Un savoir fondamental existe c’est celui d’apprendre à penser. De la maternelle à l’université. C’est l’idéal de Rabelais, de Rousseau. C’est encore plus urgent aujourd’hui. Il nécessite une grande variété de pratiques, langagières (celles du lire écrire, parler), scientifiques, mathématiques, artistiques, corporelles, dans la diversité des savoirs enseignés des « éducations à ». Elles se construisent lentement, on ne sait pas toujours dans quel ordre ni à quel moment précis elles explosent et s’épanouissent pour faire de nous des êtres libres parce que pensants. Ce devoir de faire apprendre à penser, l’école doit le mettre en œuvre sous toutes ses formes et circonstances. En lisant, écrivant, en cherchant, travaillant seul et avec les autres. En croisant les savoirs des différentes disciplines, en les interrogeant à l’aune des possibilités éthiques, techniques qu’elles ouvrent à l’humanité et à la projection de son avenir. C’est cela l’objectif du métier enseignant à la fois toujours très concret dans la moindre tâche et en même temps lointain.
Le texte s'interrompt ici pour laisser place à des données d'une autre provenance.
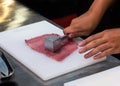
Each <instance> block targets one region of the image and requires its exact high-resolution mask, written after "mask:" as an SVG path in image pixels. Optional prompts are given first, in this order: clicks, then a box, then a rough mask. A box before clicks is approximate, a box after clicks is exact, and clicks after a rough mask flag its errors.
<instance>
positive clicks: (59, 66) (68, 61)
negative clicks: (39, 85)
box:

L’urgence d’une grande réflexion collective
La décomposition des dimensions et enjeux démocratiques du système scolaire français est très avancée. La réflexion collective de tous les acteurs du système et leur expérience s’imposent. L’urgence est grande.
Oui, il faut refonder l’école mais avec les enseignants, et non contre eux. Avec leurs associations, syndicats, avec tous les recherches en didactiques, sciences sociales, cognitives, tous ces travaux qui depuis plus de cinquante examinent le système, participent à de larges conférences de consensus. Une vraie refondation de l’école est à inventer, avec un chantier de première importance celui de la formation et, conjointement, celui de la revalorisation du métier. Oui aussi, il faut redonner de l’éclat à ce métier, pour le rendre attractif, lui donner de la reconnaissance, un bon niveau de formation et un salaire à la hauteur de l’engagement qu’il demande.
Alors que partout dans le monde, les enseignants sont formés à Bac plus cinq, voire plus, on apprend qu’ ils pourraient en France être envoyés à la tâche, en responsabilité d’une classe, beaucoup plus tôt. La France est-elle si pauvre qu’elle ne puisse former correctement elles et ceux qui sont chargés de l’éducation et l’enseignement de la génération qui sera aux manettes demain.
Monsieur le ministre, revoyez votre copie. Elle ne présume rien de bon. Nous sommes nombreux, comme moi, à être très en colère.